Kemudian soal ”1 destinasi internasional”. Kuat dugaan saya, ini adalah Mentawai. Hanya Mentawai yang sudah mendunia dan dicari-cari oleh turis mancanegara. Terutama turis dari Australia. Pertanyaannya sekarang, mau seperti apa internasionalnya akan diarahkan? Apa sudah cukup dengan pelabuhan udara saja? Atau, di Mentawai sampai dibangun nantinya semacam pelabuhan Marina. Biar sekalian bisa menerima kapal pesiar dari mancanegera, terutama dari Australia dan New Zealand.
Tantangannya dasyat berlayar dari Australia atau New Zealand ke Mentawai mengarungi Samudera Hindia. Kalau yang kapal pesiar ini, kesiapannya tentu besar. Menyangkut ketersediaan logistik makanan, air bersih, bahan bakar, listrik, dan sebagainya. Ya, anggap saja soal kapal pesiar ini sebagai impian. Tidak harus juga beres dalam 5 tahun ini. Yang penting pariwisata Sumbar punya "mimpi". Visi yang jauh ke ujung dunia sana.
Ini seperti merubah mindset dan cara pandang orang Sumbar terhadap Mentawai. Tadinya mungkin dianggap sebagai ”daerah buangan” karena dianggap hidup begitu susah di sana. Kalau industri wisata internasional saja bisa berkembang dengan cepat, bisa jadi Mentawai menjadi daya tarik tersendiri bagi orang Sumbar sebagi sumber lapangan kerja. Mindset mereka dalam mencari lapangan pekerjaan pasti akan berubah. Lihatlah sekarang bagaimana orang Bali yang mencintai pulaunya. Penghasilan mereka memang banyak dari situ, sektor pariwisatanya yang sudah dikenal luas.
Kalau targetnya orang Singapore dan Malaysia, termasuk dengan para pekerja asingnya (expatriates) yang ada di sana, maka yang dibutuhkan mereka adalah nuansa wisata alam yang masih alami. Spot-spot camping ground di hutan, danau, gunung, pantai. Hanya Sumbar yang punya itu. Saya yakin, 1 destinasi internasional dan 19 destinasi unggulan itu bukan asal comot saja. Pasti sudah punya ancar-ancar obyeknya. Sekarang tinggal bagaimana itu semua bisa tercapai. Bisa direalisasikan secepatnya. Tidak usah menunggu lama di akhir tahun kelima pemerintahan.

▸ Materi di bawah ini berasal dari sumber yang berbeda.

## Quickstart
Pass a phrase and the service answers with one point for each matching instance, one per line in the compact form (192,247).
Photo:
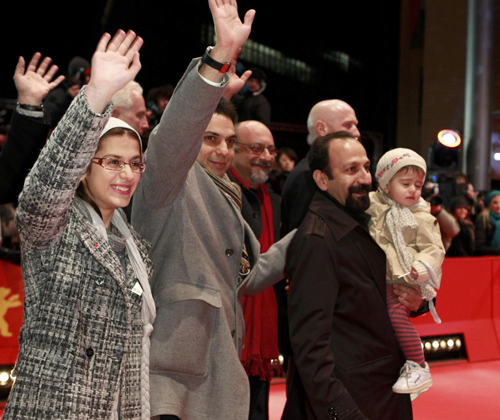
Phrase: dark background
(366,31)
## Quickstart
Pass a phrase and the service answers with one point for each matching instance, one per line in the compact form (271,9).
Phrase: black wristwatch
(37,108)
(209,61)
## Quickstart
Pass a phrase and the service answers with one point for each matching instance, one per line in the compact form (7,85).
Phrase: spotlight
(444,347)
(449,138)
(446,150)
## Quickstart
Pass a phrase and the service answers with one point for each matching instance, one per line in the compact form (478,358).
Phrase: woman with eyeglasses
(88,310)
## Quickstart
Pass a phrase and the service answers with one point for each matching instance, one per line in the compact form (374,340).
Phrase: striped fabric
(406,333)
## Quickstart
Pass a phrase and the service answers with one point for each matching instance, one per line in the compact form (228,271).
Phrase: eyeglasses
(258,148)
(114,164)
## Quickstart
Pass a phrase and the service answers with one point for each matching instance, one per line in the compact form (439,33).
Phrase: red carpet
(460,390)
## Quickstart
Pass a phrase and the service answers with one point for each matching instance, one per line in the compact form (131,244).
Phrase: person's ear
(321,129)
(321,179)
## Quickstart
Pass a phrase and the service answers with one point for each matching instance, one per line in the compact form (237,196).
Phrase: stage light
(449,138)
(446,150)
(444,347)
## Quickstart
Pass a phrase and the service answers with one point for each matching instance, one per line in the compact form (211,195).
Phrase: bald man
(253,161)
(325,117)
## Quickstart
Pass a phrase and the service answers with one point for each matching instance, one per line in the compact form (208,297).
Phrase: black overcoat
(346,353)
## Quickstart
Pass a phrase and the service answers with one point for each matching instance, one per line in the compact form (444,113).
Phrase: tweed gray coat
(80,344)
(197,236)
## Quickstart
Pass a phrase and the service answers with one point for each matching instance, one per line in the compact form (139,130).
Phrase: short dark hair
(227,108)
(289,152)
(319,158)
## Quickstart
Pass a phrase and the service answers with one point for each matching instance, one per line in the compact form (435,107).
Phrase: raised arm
(45,203)
(174,144)
(26,135)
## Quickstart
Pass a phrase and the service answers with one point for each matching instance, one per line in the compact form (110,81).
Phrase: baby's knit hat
(392,161)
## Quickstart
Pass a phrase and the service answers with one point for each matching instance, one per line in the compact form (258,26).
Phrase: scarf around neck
(260,352)
(148,309)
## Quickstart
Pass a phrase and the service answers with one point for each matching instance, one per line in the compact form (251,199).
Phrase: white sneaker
(413,378)
(415,395)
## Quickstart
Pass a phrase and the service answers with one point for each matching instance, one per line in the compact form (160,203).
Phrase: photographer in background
(447,223)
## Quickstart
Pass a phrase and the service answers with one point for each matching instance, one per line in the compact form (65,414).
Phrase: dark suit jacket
(296,196)
(346,353)
(252,214)
(25,139)
(251,209)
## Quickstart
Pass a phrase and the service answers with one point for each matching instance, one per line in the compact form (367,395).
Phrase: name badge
(137,289)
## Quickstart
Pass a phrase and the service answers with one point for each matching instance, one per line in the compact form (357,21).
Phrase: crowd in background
(469,220)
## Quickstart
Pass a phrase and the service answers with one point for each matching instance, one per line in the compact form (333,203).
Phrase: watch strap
(217,65)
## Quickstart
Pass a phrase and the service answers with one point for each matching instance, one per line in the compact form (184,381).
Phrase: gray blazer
(80,344)
(197,238)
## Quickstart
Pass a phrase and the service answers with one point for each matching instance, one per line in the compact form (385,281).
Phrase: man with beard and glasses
(254,155)
(346,354)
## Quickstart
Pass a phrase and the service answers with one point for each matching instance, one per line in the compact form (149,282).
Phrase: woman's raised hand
(114,64)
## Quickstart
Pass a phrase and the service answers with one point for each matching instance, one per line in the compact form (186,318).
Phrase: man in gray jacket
(202,248)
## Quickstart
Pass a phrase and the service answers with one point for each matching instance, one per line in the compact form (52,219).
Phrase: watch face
(209,61)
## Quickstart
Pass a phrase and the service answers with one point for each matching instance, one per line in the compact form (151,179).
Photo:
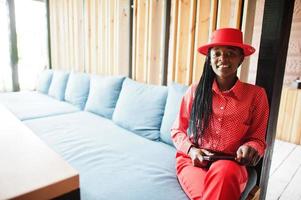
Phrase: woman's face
(225,60)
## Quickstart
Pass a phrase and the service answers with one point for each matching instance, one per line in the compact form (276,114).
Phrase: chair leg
(254,194)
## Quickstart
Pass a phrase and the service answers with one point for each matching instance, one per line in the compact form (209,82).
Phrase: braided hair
(202,105)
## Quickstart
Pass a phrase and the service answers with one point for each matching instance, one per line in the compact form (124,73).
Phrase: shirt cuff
(256,146)
(186,146)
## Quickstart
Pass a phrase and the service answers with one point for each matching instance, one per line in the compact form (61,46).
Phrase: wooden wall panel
(66,17)
(185,41)
(155,42)
(148,41)
(84,35)
(122,34)
(203,23)
(93,36)
(139,64)
(289,120)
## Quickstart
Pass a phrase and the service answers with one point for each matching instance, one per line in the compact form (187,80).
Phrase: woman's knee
(227,169)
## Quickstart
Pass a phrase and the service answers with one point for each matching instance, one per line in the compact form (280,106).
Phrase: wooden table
(28,168)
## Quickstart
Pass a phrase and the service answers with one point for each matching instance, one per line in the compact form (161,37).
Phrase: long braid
(202,104)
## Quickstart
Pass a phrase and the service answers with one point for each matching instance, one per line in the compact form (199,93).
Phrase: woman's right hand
(196,156)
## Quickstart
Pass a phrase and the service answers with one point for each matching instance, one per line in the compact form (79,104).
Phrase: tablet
(218,157)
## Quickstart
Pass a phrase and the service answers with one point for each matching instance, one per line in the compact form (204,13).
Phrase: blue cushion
(104,92)
(140,108)
(77,89)
(58,85)
(44,81)
(175,94)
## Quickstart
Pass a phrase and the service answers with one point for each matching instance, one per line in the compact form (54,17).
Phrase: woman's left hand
(247,155)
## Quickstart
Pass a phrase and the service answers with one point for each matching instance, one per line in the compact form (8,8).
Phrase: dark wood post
(276,26)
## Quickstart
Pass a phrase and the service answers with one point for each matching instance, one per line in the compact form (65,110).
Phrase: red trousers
(224,179)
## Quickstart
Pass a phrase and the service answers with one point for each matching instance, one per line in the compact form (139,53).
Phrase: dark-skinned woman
(220,115)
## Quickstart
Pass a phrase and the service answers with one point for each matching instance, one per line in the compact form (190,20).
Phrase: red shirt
(239,117)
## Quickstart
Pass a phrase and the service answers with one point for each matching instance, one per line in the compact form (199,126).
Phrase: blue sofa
(113,130)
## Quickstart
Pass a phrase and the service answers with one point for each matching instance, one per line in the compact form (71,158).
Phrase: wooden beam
(48,34)
(13,45)
(166,31)
(277,19)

Kedua; bagaimana menggunakan pola manajemen yang efektif dalam mengembangkan dan memberdayakan potensi wisata yang ada di Sumbar. Perlu dibuat milestone atau jadwal dengan pencapaian yang jelas. Untuk karakteristik wisata Sumbar yang potensial namun belum digali dan dikembangkan secari optimal, maka dibutuhkan kendali dan koordinasi yang ketat dan cepat. Salah satu cara yang efektif adalah menerapkan Integrated Project Management, atau disingkat IPM.
Mumpung Wagub terpilih, Audy, pemegang sertifikasi IPM. Tentu ini sangat penting dimanfaatkan dengan benar. Tinggal menunjuk siapa yang akan menjadi IPM Manager yang "direct report" ke Wagub sebagai ”project owner” bersama dengan Gubernur. Obyek wisata maupun kawasan wisata yang akan dikembangkan dipegang oleh seorang Site Manager. Terserah mau apa namanya. Yang penting itu kelasnya!
Terus, masing-masing Dinas Pariwisata di Kab/kota maupun di Pemprov diberdayakan sebagai pengawas, atau juga quality control dalam struktur IPM sebagai Site Manager dengan koordinasi dari Dinas Provinsi. Tugas mereka ini lebih kepada optimaliatau upgrade dari obyek-obyek wisata yang sudah ada. Sementara itu, Site Manager yang lain bisa diambil dari pihak swasta jika ada yang mengembangkan obyek wisata di suatu kawasan.